The two men that are vying to be Knox County Sheriff met in a candidate’s forum Wednesday night at the Galesburg Public Library. 

One thing there’s no debate over is that both David Clague and Kip Canfield have decades of law enforcement experience.

Clague said he works well with the Galesburg Police Department, saying the departments often assist each other in backup.

Canfield seemed to attack Clague for not having a strong relationship with the departments in the county. He says he would advocate for more cross training with departments in Galesburg, Abingdon, and Knoxville.

“Because if something happens in one of the schools outside of Galesburg, we’re going to have to draw from Galesburg for assistance,” Canfield said. “They don’t know what we do, and we don’t know what they do because there hasn’t been any shared training, then we’re going to have a problem.”

Canfield promised to wear a uniform and be on patrol himself.

Clague said that administrative duties are immense and that’s in part what keeps him off the streets largely, and he also wants to be able to objectively administer his deputies.

Speaking on jail safety, incumbent Clague said that the Department of Corrections inspects the jail annually and they’ve never had a violation in his 11 years in the office.

Canfield said to make the jail safer he would like to allow licensed volunteers to come in and work with inmates suffering from mental health issues.

In the discussion about making the jail safe, Clague said there were only 2 or 3 cameras in the booking area when he came into office and now there are 42 with more on the way.

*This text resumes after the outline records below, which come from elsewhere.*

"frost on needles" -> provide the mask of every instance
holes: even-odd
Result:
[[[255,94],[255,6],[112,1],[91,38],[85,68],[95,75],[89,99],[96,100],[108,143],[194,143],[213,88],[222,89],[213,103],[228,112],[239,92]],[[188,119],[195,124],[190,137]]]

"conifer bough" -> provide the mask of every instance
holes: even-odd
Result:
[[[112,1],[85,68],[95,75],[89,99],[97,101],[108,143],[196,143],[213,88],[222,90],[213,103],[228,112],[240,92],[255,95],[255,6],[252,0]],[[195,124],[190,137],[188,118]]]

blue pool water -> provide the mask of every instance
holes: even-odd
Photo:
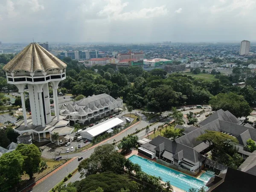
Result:
[[[169,181],[171,185],[186,191],[190,188],[199,189],[205,186],[205,183],[202,180],[140,157],[133,155],[129,159],[134,163],[138,163],[143,172],[160,177],[163,181]]]
[[[202,174],[199,178],[201,180],[204,180],[204,181],[207,182],[208,180],[209,180],[212,177],[214,176],[214,175],[213,175],[212,174],[205,172]]]

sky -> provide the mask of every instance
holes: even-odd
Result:
[[[0,41],[256,41],[256,0],[0,0]]]

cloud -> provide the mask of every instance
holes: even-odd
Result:
[[[182,12],[182,9],[179,8],[178,10],[176,10],[174,12],[176,13],[180,13],[181,12]]]
[[[158,17],[167,14],[165,6],[149,8],[143,8],[138,11],[132,10],[123,12],[124,8],[128,2],[122,3],[121,0],[107,0],[108,4],[100,11],[98,15],[107,16],[109,19],[114,20],[129,20],[136,19],[148,19]]]

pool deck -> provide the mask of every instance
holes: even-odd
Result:
[[[140,157],[143,157],[144,159],[147,159],[151,161],[154,161],[154,162],[157,163],[157,161],[155,160],[155,159],[154,159],[154,160],[150,159],[149,158],[148,158],[146,156],[144,156],[144,155],[141,154],[140,154],[138,152],[138,151],[135,150],[132,150],[131,152],[130,152],[128,154],[127,154],[125,156],[125,157],[126,159],[128,159],[128,158],[130,157],[131,156],[132,156],[134,154],[137,155]],[[170,168],[170,167],[169,167],[169,168],[172,169],[172,168]],[[184,173],[182,173],[184,174]],[[162,183],[165,183],[165,182],[164,182],[163,181],[162,181]],[[178,187],[174,186],[173,185],[172,185],[172,188],[173,189],[173,191],[174,192],[186,192],[186,191],[181,189],[178,188]]]

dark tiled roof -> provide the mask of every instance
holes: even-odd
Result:
[[[198,124],[201,126],[204,126],[217,119],[236,124],[240,122],[238,119],[228,111],[224,111],[222,109],[220,109],[210,115]]]
[[[239,169],[242,172],[256,176],[256,151],[247,157]]]
[[[163,143],[164,143],[165,150],[173,154],[176,154],[183,151],[184,158],[193,164],[204,159],[202,155],[194,149],[162,136],[158,136],[149,142],[150,144],[157,146],[154,148],[156,151],[159,150],[158,146]],[[144,147],[143,145],[142,146]],[[181,154],[180,154],[181,155]]]
[[[236,139],[238,140],[239,144],[243,146],[246,146],[246,141],[249,139],[251,139],[250,135],[250,131],[247,129],[244,133],[242,133],[240,135],[239,135],[236,137]]]
[[[254,192],[255,186],[253,183],[256,176],[228,168],[227,173],[223,175],[224,181],[220,180],[212,186],[208,191],[214,192]],[[209,186],[209,182],[207,185]],[[213,189],[214,187],[215,189]]]

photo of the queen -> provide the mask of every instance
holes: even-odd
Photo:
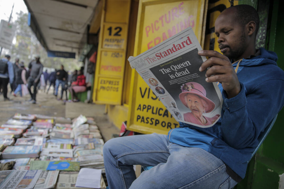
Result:
[[[213,124],[220,116],[216,114],[212,117],[206,117],[203,113],[212,111],[215,104],[207,98],[206,91],[200,84],[190,82],[181,86],[181,93],[179,97],[182,103],[191,111],[183,114],[184,120],[200,125]]]

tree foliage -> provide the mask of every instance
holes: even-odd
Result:
[[[79,62],[77,59],[48,57],[45,50],[28,25],[28,14],[22,11],[16,14],[18,18],[13,23],[16,26],[16,43],[12,45],[9,52],[12,62],[18,58],[20,62],[23,61],[25,66],[27,66],[34,56],[39,55],[45,67],[59,69],[62,64],[66,71],[80,69],[82,63]],[[1,56],[4,55],[2,55]]]

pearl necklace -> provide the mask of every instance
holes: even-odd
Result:
[[[196,118],[196,117],[194,115],[194,114],[193,114],[193,113],[192,114],[193,114],[193,116],[194,116],[194,117],[195,117],[195,119],[196,119],[197,120],[198,120],[197,119],[197,118]],[[206,119],[205,119],[205,118],[204,118],[204,117],[203,116],[202,116],[202,118],[203,118],[203,123],[202,123],[203,124],[203,125],[205,125],[205,124],[206,124],[206,123],[207,123],[207,120],[206,120]]]

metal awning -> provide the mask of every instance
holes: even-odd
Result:
[[[47,50],[80,53],[98,0],[24,1],[30,26]]]

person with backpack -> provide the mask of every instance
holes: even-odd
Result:
[[[17,96],[16,94],[18,92],[20,92],[20,95],[22,96],[22,84],[26,85],[27,84],[27,80],[26,78],[26,71],[25,69],[25,66],[23,64],[19,65],[19,68],[18,69],[16,77],[16,83],[17,84],[17,88],[13,93],[14,96]]]
[[[2,86],[4,101],[10,100],[7,96],[9,79],[10,83],[13,83],[14,81],[14,69],[13,65],[9,61],[10,58],[11,57],[7,54],[5,58],[0,59],[0,86]]]

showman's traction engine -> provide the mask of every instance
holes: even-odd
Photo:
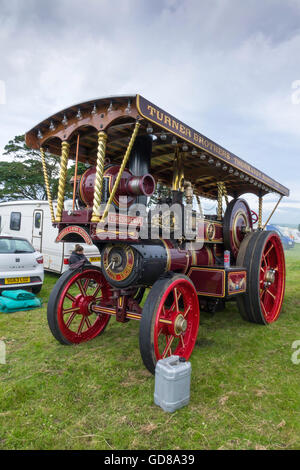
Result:
[[[50,294],[48,323],[60,343],[95,338],[112,316],[138,320],[141,356],[154,373],[158,359],[190,357],[201,309],[236,300],[246,321],[278,318],[284,251],[277,233],[264,230],[262,204],[268,193],[279,203],[286,187],[140,95],[71,106],[35,126],[26,143],[41,152],[56,241],[94,244],[101,256],[101,267],[66,271]],[[61,155],[56,213],[48,152]],[[257,213],[246,193],[257,196]],[[203,213],[203,198],[216,201],[214,214]]]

“What that has done is help stop fights – not 100%, but it helps to stop the fights because they know they are on camera. Even if they get stopped – even if the fight is stopped before a correctional guard gets to them. They also know they’re going to be charged with a criminal offense, very simple.”

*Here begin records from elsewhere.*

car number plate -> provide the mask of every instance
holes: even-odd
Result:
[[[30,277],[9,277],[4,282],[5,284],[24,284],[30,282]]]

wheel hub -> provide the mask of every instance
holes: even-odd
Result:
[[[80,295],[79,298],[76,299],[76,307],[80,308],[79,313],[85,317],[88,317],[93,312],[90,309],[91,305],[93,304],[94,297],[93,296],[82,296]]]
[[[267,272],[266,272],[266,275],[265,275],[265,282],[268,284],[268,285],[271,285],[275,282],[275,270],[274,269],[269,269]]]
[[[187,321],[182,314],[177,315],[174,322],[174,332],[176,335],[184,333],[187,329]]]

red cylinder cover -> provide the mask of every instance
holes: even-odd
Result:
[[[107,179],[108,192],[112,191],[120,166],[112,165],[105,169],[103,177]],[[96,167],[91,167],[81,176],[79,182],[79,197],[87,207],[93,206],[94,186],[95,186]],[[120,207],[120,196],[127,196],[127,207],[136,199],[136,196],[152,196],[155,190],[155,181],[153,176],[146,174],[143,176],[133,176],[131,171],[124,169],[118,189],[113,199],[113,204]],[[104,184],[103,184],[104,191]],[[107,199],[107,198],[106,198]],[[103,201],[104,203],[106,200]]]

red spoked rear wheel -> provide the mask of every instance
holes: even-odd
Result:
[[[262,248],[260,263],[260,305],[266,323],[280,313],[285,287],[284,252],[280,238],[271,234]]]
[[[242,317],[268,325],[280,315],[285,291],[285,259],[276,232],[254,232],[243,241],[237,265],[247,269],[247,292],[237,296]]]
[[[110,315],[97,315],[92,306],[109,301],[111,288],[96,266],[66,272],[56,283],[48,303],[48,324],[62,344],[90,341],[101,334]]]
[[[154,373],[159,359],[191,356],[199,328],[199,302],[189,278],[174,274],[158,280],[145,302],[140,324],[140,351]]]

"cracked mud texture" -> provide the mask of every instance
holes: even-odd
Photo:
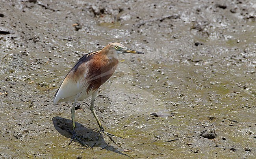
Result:
[[[255,158],[254,1],[4,0],[0,8],[0,158]],[[80,58],[113,42],[145,53],[120,56],[95,102],[105,130],[133,150],[106,136],[93,150],[68,146],[72,103],[53,105],[54,93]],[[90,98],[76,112],[77,131],[95,140]]]

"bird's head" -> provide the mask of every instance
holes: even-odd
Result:
[[[143,52],[126,47],[119,43],[109,43],[103,48],[101,51],[107,54],[108,56],[113,57],[117,56],[118,54],[125,53],[144,54]]]

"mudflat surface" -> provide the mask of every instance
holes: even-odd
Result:
[[[56,1],[0,2],[0,158],[255,158],[255,1]],[[54,94],[113,42],[145,54],[119,56],[95,109],[133,150],[104,136],[68,146],[72,103]],[[76,117],[90,147],[89,98]]]

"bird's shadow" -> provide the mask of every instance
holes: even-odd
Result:
[[[72,131],[72,121],[71,120],[58,116],[54,117],[52,118],[52,119],[55,129],[61,134],[70,139],[72,137],[72,135],[70,132],[70,130]],[[87,128],[82,124],[77,122],[76,122],[76,130],[78,136],[84,138],[91,139],[91,140],[89,141],[83,139],[82,138],[81,139],[82,141],[89,147],[92,147],[95,143],[96,139],[99,134],[99,132],[96,130],[92,128]],[[79,143],[75,140],[74,141]],[[102,149],[111,151],[131,157],[114,146],[107,143],[102,134],[100,135],[99,140],[95,147],[101,147]]]

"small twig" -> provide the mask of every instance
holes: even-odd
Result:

Canfield seemed to suggest that less focus should be placed on drug busts at the Amtrak Station. He says most of those arrests are for marijuana when resources should be focused on harder drugs like meth.

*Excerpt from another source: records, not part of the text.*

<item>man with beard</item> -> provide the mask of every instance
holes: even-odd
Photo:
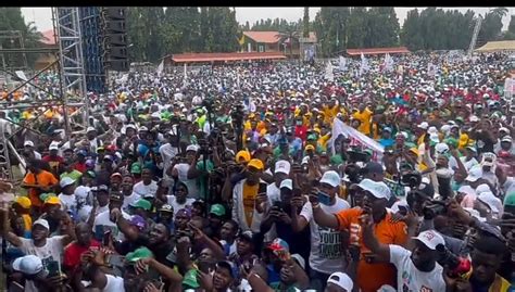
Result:
[[[167,257],[174,250],[174,244],[171,240],[169,229],[164,224],[154,224],[149,234],[145,234],[127,218],[124,218],[118,208],[114,208],[111,213],[116,218],[120,231],[133,243],[133,247],[147,246],[155,255],[158,262],[169,267],[174,265]]]
[[[122,210],[127,211],[129,204],[135,203],[140,199],[140,195],[133,191],[134,178],[130,175],[125,175],[122,179],[122,194],[124,195],[124,203]]]
[[[443,238],[435,230],[420,232],[415,238],[413,252],[400,245],[384,244],[374,236],[374,220],[370,215],[362,216],[363,242],[377,254],[397,267],[397,281],[402,291],[444,291],[443,268],[437,263],[438,245],[445,245]],[[399,287],[399,290],[401,287]]]
[[[64,249],[63,266],[68,272],[74,272],[75,268],[80,264],[80,255],[88,250],[100,247],[100,243],[91,238],[89,225],[79,223],[75,226],[76,241],[72,242]]]

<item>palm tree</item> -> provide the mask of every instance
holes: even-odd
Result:
[[[508,10],[507,8],[494,8],[490,10],[490,13],[498,15],[499,17],[503,18],[507,15]]]
[[[293,43],[297,42],[299,43],[299,38],[300,34],[297,30],[297,25],[289,25],[285,30],[279,31],[279,34],[276,36],[279,38],[279,46],[280,45],[286,45],[289,42],[290,49],[289,49],[289,56],[291,58],[293,54]]]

Canfield cast doubt on the reliability of body cameras and mics even though he said they can be a “great tool.” He also said the cost associated would likely be great.

Clague said the servers to store video is the most expensive part of body cameras, but he would be very interested in Knox County obtaining them in the future.

When asked how their political affiliation will figure into their handling of the position, both men lamented the fact that they have to declare a party for this race. They also emphasized their willingness to work with members of either party.

Clague has been Sheriff for 11 years, and Canfield has 35 years in law enforcement.